B.Karp concluded, after her "most recent reading of Lolita, is that it is not convincing that this is what HH feels ("then life is a joke") and may be more what VN feels."
I'd been tracking down isolated phrases from "Lolita" to compare them with VN's Russian short-stories ("Sounds", for example) in which love is a gigantic, but formless ecstatic feeling that only later develops into Lolita's "solipsistic-nympholepsy". And yet, also through HH's words, this fantasy "love" once or twice unfolds onto a new level of consciousness and emotion [And what is most singular is that she, this Lolita, my Lolita, has individualized the writer's ancient lust, so that above and over everything there is - Lolita.[...] ...and knew as clearly as I know I am to die, that I loved her more than anything I had ever seen or imagined on earth, or hoped for anywhere else[...].... but thank God it was not that echo alone that I worshipped.]. These rare phrases are not at all typical of a pervert's mind...

J. Veitch's contribution gives us access to Laurence Olivier's (Dec.5,1959) letter to S.Kubrick, where we read that his doubts arose "from a conviction that the chief merit in the book lies in the author's brilliant original and witty descriptive powers and I can't see how this particular virtue is photographable.
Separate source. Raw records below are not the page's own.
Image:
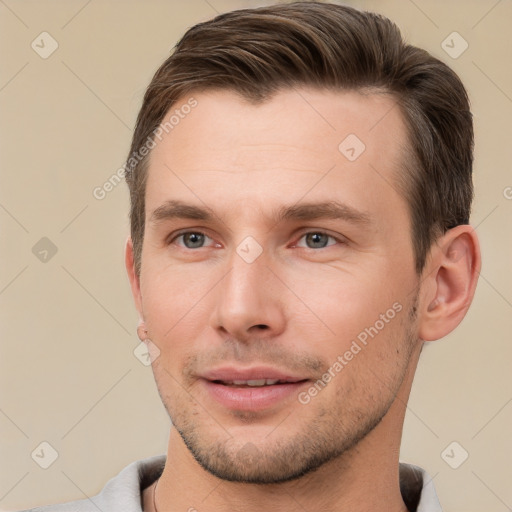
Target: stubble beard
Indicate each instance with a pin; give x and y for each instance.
(331, 434)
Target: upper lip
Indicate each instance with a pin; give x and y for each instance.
(231, 373)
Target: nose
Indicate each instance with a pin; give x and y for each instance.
(249, 301)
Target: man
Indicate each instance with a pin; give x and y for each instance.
(300, 183)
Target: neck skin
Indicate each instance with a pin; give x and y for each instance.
(364, 479)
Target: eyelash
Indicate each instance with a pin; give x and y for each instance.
(316, 232)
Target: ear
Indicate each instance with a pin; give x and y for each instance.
(449, 281)
(133, 277)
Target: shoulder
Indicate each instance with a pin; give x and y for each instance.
(417, 489)
(121, 493)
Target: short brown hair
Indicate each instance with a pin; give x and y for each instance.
(256, 52)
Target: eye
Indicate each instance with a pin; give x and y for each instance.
(191, 239)
(317, 240)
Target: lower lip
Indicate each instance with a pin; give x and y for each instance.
(252, 398)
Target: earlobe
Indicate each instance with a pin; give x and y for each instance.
(133, 277)
(451, 279)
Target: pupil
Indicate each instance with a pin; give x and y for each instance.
(317, 239)
(193, 240)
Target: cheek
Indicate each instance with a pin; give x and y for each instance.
(175, 304)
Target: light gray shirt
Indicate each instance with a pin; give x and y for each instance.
(123, 493)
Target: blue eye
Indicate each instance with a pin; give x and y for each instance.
(317, 240)
(192, 239)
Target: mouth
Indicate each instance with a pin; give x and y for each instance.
(255, 389)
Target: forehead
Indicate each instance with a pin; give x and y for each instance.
(301, 142)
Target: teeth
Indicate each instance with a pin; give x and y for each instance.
(254, 383)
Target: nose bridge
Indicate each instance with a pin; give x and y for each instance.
(246, 299)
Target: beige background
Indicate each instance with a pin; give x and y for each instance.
(68, 373)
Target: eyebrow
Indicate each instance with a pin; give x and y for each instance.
(175, 209)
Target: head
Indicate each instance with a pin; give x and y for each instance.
(300, 184)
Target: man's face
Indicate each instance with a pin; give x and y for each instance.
(302, 254)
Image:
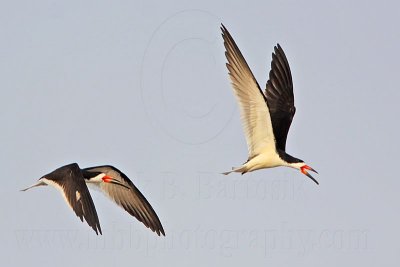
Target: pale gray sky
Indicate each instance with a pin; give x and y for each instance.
(144, 87)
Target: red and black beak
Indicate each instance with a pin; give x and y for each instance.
(304, 169)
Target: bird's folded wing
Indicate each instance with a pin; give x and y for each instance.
(76, 193)
(252, 103)
(129, 198)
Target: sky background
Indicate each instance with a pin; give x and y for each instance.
(143, 86)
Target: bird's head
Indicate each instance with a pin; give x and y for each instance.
(304, 168)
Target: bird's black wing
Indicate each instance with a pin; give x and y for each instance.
(128, 197)
(280, 98)
(70, 181)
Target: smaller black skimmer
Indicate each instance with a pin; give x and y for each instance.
(71, 181)
(266, 117)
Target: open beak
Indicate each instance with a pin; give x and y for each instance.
(305, 172)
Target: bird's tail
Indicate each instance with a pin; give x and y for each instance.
(241, 169)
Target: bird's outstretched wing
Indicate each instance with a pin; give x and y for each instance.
(70, 181)
(254, 111)
(280, 98)
(128, 197)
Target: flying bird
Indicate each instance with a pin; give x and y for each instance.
(266, 116)
(71, 181)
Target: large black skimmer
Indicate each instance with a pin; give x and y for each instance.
(71, 181)
(266, 117)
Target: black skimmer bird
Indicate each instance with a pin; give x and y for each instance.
(266, 116)
(71, 181)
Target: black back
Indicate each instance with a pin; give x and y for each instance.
(280, 98)
(71, 181)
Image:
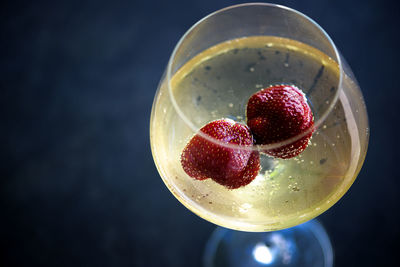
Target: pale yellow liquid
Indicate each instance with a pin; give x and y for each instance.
(217, 84)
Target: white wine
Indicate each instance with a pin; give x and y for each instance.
(217, 83)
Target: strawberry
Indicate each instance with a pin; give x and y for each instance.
(232, 167)
(277, 113)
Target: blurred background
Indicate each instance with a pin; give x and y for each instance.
(78, 185)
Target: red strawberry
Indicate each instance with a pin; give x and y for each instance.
(228, 166)
(277, 113)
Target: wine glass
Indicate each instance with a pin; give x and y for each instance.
(215, 68)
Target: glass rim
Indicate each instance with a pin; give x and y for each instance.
(258, 147)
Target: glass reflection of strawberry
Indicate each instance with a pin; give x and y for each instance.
(229, 166)
(277, 113)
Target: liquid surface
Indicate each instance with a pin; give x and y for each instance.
(217, 84)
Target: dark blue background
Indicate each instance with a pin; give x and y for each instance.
(78, 185)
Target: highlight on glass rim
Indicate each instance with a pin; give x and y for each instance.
(258, 123)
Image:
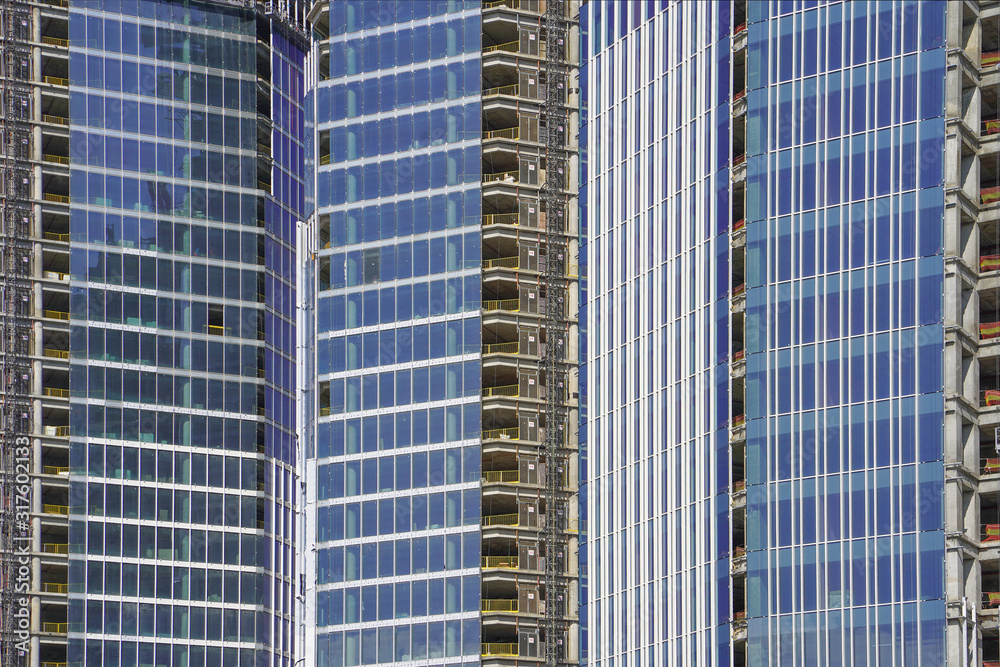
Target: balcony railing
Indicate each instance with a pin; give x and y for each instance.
(501, 263)
(500, 605)
(502, 476)
(509, 391)
(506, 562)
(500, 348)
(503, 133)
(500, 520)
(511, 47)
(501, 434)
(502, 219)
(495, 649)
(991, 532)
(513, 89)
(509, 305)
(509, 4)
(501, 177)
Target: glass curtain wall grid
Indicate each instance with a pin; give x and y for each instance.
(835, 360)
(658, 179)
(427, 482)
(395, 497)
(186, 182)
(35, 295)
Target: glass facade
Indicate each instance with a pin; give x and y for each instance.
(766, 338)
(395, 478)
(656, 200)
(186, 185)
(844, 334)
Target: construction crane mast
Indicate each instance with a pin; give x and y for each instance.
(15, 410)
(554, 194)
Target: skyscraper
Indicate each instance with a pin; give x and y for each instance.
(790, 305)
(442, 487)
(160, 183)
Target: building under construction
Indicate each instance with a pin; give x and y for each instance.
(35, 238)
(447, 331)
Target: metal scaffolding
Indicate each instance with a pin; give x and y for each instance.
(15, 292)
(556, 326)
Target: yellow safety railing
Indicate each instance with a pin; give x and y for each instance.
(501, 433)
(500, 520)
(503, 476)
(500, 348)
(494, 648)
(511, 47)
(490, 562)
(505, 133)
(501, 219)
(505, 390)
(513, 89)
(501, 263)
(500, 605)
(512, 305)
(503, 176)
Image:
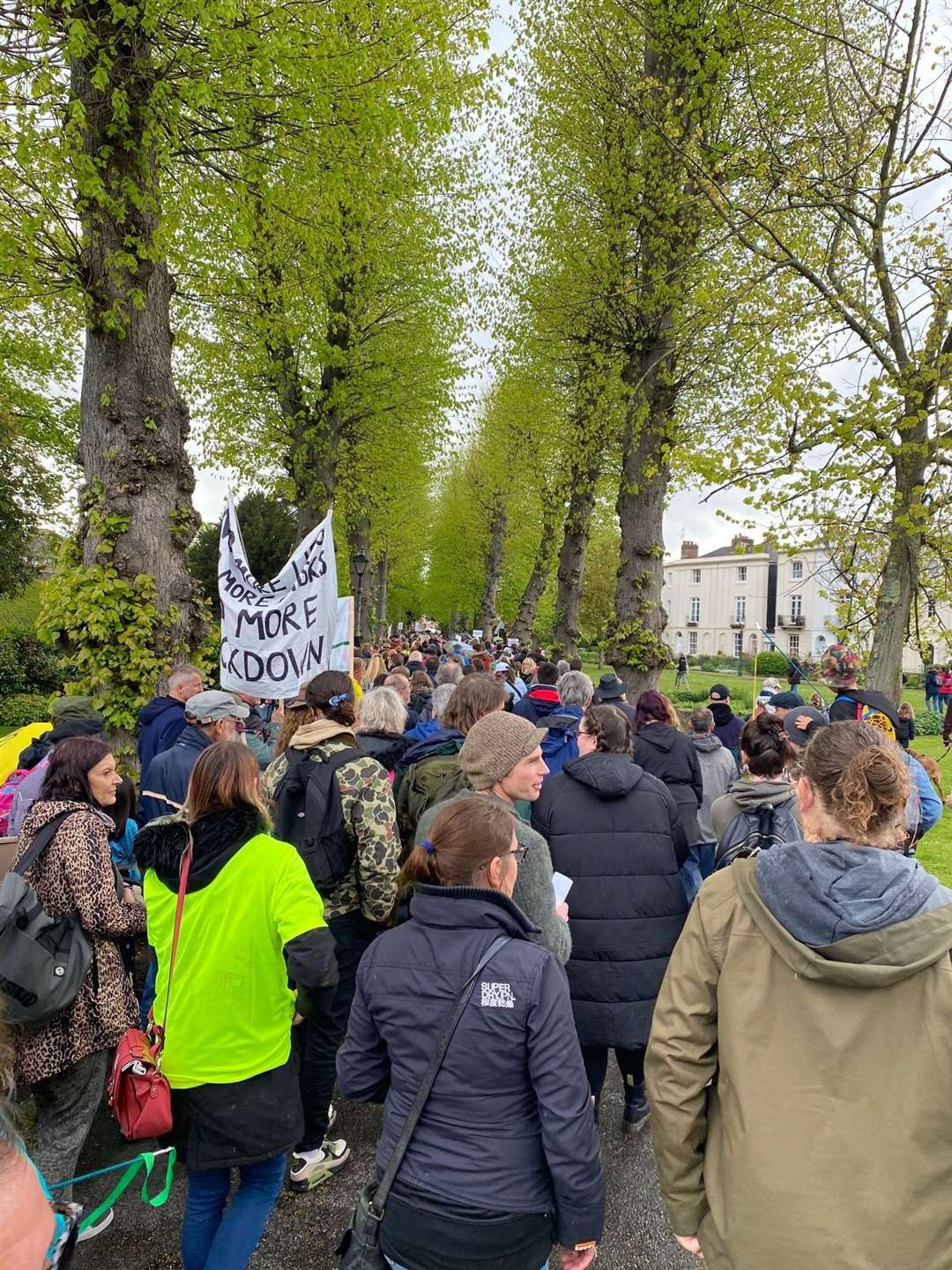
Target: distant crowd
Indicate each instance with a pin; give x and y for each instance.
(453, 883)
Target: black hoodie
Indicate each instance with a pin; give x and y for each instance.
(616, 832)
(671, 756)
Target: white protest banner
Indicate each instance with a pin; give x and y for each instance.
(342, 654)
(276, 635)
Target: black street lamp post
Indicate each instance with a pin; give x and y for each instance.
(360, 562)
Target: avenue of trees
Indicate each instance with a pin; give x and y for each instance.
(715, 249)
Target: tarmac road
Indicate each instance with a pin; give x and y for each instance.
(303, 1229)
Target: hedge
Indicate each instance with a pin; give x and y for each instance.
(928, 723)
(28, 667)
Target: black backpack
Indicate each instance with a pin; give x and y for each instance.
(752, 832)
(43, 960)
(310, 814)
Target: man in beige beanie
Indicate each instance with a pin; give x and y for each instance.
(502, 759)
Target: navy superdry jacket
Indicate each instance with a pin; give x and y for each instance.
(512, 1088)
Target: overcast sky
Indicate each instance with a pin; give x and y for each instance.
(687, 517)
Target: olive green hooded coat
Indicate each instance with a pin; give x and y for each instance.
(802, 1096)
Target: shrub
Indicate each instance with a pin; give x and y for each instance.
(23, 707)
(11, 677)
(770, 663)
(928, 723)
(28, 666)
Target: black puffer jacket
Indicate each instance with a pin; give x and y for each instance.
(671, 756)
(512, 1088)
(386, 747)
(614, 831)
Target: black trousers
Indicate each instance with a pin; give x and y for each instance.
(631, 1064)
(324, 1034)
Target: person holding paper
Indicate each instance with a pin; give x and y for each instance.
(614, 831)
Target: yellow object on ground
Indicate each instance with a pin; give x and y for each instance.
(11, 746)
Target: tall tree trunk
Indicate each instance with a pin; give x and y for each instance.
(487, 616)
(138, 481)
(571, 556)
(362, 587)
(635, 635)
(536, 586)
(381, 594)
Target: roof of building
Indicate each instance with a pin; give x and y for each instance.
(759, 549)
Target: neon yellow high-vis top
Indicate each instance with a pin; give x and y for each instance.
(230, 1010)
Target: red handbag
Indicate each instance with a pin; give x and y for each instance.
(138, 1094)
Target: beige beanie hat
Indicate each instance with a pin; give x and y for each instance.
(495, 744)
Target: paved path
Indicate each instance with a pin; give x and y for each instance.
(303, 1229)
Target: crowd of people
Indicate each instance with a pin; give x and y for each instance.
(301, 893)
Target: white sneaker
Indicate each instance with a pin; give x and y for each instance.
(97, 1227)
(310, 1169)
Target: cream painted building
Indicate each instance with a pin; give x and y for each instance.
(725, 601)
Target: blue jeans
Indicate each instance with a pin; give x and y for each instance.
(221, 1236)
(695, 868)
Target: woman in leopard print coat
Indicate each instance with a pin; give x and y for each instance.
(65, 1059)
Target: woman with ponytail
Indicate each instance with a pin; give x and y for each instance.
(504, 1159)
(355, 907)
(799, 1068)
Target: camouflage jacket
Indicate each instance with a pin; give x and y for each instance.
(367, 803)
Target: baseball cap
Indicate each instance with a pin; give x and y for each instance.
(801, 724)
(213, 705)
(786, 700)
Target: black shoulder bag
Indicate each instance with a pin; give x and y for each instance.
(360, 1249)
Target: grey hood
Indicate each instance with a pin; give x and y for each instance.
(825, 892)
(749, 796)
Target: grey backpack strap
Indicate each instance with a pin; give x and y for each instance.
(41, 841)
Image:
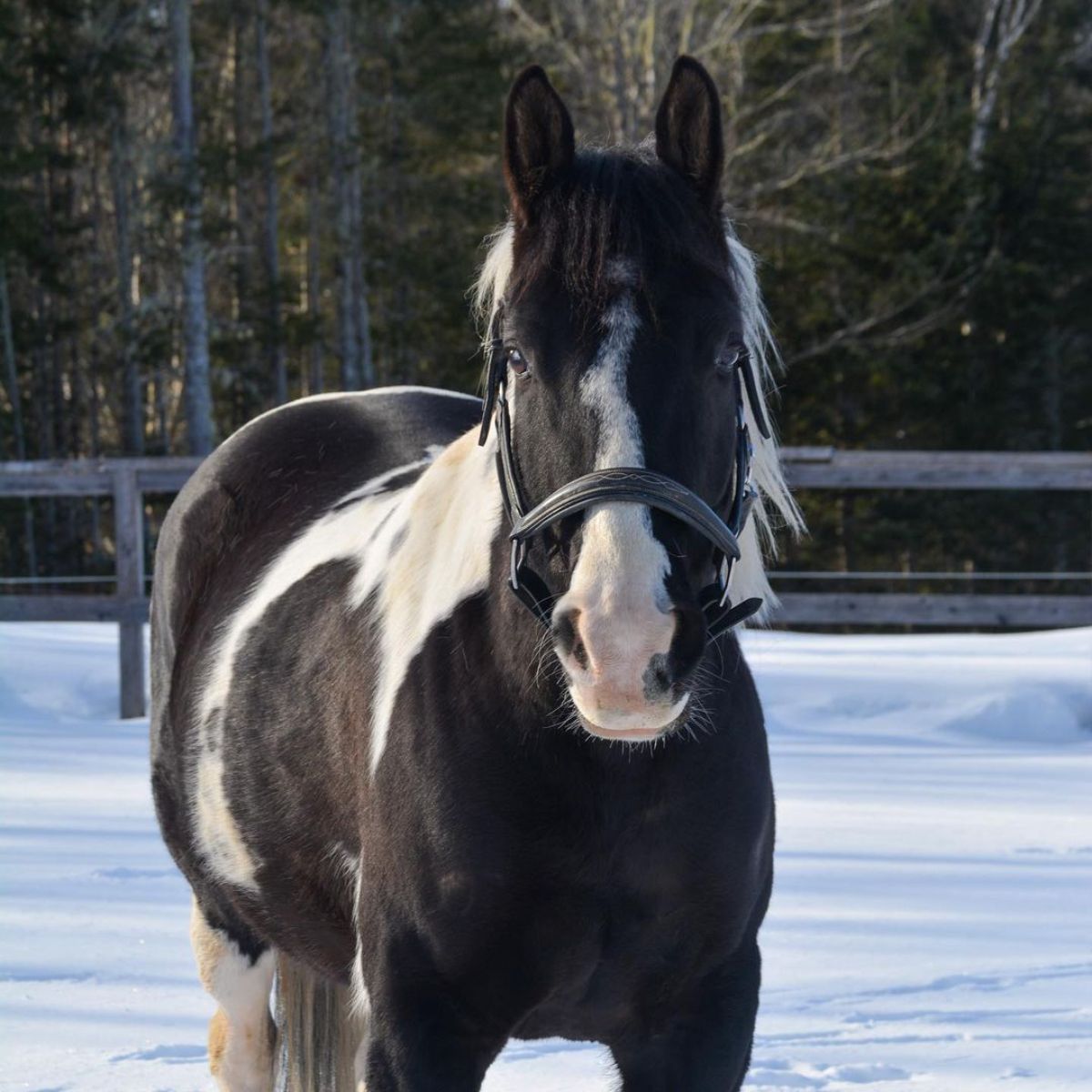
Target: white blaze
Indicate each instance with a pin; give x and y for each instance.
(622, 563)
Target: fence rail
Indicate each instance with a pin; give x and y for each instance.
(128, 480)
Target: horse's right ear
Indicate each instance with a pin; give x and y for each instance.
(539, 143)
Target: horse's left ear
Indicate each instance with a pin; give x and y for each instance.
(689, 136)
(539, 140)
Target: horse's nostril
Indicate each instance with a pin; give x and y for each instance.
(658, 677)
(567, 637)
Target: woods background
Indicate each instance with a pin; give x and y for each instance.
(208, 208)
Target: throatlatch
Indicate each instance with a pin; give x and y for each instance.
(633, 485)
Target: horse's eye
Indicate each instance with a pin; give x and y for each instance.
(517, 361)
(730, 359)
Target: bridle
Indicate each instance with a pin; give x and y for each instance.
(633, 485)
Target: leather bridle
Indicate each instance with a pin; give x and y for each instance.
(633, 485)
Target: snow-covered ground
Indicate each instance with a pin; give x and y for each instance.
(931, 926)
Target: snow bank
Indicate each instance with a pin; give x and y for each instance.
(929, 928)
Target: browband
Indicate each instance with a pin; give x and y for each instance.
(622, 485)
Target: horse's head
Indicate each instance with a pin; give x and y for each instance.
(621, 312)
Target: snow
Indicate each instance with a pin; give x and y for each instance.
(932, 921)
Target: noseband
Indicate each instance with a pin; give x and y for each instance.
(632, 485)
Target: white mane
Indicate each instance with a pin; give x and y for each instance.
(757, 541)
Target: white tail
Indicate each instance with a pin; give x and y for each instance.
(317, 1032)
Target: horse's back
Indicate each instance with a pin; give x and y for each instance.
(261, 490)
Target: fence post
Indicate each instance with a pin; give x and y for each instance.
(129, 551)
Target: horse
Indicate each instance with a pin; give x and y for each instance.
(437, 814)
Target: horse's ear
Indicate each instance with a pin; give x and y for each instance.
(539, 143)
(689, 136)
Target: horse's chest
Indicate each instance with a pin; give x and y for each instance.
(627, 927)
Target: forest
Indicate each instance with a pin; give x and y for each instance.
(207, 208)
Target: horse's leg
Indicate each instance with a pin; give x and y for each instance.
(709, 1049)
(238, 971)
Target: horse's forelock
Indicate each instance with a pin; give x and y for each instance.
(585, 261)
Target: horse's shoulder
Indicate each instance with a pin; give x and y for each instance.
(277, 475)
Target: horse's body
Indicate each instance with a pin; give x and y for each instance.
(365, 762)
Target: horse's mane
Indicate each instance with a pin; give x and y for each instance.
(596, 210)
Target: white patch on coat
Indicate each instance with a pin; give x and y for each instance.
(218, 835)
(449, 518)
(241, 1036)
(339, 534)
(347, 532)
(420, 551)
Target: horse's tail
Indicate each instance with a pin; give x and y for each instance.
(317, 1032)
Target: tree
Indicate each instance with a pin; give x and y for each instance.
(195, 317)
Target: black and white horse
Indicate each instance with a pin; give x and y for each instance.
(440, 822)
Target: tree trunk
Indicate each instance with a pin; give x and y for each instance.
(354, 337)
(274, 338)
(314, 285)
(132, 403)
(195, 317)
(10, 375)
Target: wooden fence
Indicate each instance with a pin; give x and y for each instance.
(128, 480)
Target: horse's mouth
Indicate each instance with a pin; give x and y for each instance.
(644, 726)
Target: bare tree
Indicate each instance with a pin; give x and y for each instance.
(274, 336)
(195, 318)
(1004, 23)
(132, 408)
(317, 364)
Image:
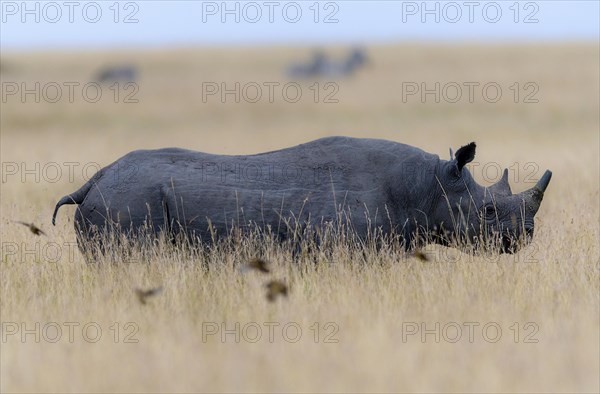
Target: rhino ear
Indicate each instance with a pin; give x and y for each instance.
(465, 155)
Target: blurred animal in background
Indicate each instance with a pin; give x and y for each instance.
(124, 74)
(321, 66)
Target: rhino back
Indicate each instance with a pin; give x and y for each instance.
(372, 180)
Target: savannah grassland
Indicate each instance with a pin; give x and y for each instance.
(550, 289)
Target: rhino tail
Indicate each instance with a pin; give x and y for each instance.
(76, 197)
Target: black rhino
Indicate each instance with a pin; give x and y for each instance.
(369, 184)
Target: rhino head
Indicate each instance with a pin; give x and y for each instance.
(476, 216)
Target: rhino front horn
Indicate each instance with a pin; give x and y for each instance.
(533, 197)
(544, 181)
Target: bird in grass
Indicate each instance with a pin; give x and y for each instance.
(420, 255)
(276, 288)
(32, 227)
(257, 264)
(143, 294)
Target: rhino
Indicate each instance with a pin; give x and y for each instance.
(370, 185)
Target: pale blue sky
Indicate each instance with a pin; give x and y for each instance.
(160, 23)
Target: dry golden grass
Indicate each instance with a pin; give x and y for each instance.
(361, 307)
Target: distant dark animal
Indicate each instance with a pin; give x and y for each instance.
(365, 186)
(276, 288)
(121, 74)
(258, 264)
(321, 66)
(32, 227)
(311, 69)
(145, 294)
(420, 255)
I fear that told in terms of dialogue the subject would be reduced to the level of pornography to which I'm afraid quite a few people already consign it.". In 1997, Lolita director Adrian Lyne's script-writer, Stephen Schiff, expressed similar fears but went on with the project.
Nevertheless, Olivier's observation is fundamental in that he emphasizes the novel's verbal dimension, something that places "Lolita" in an emminently non-filmable (ie: photography, dialogues) category. Olivier may have been proved wrong in some aspects ( SK's movie was successfully filmed) but there are various "verbal seeds" in the novel that remained intact.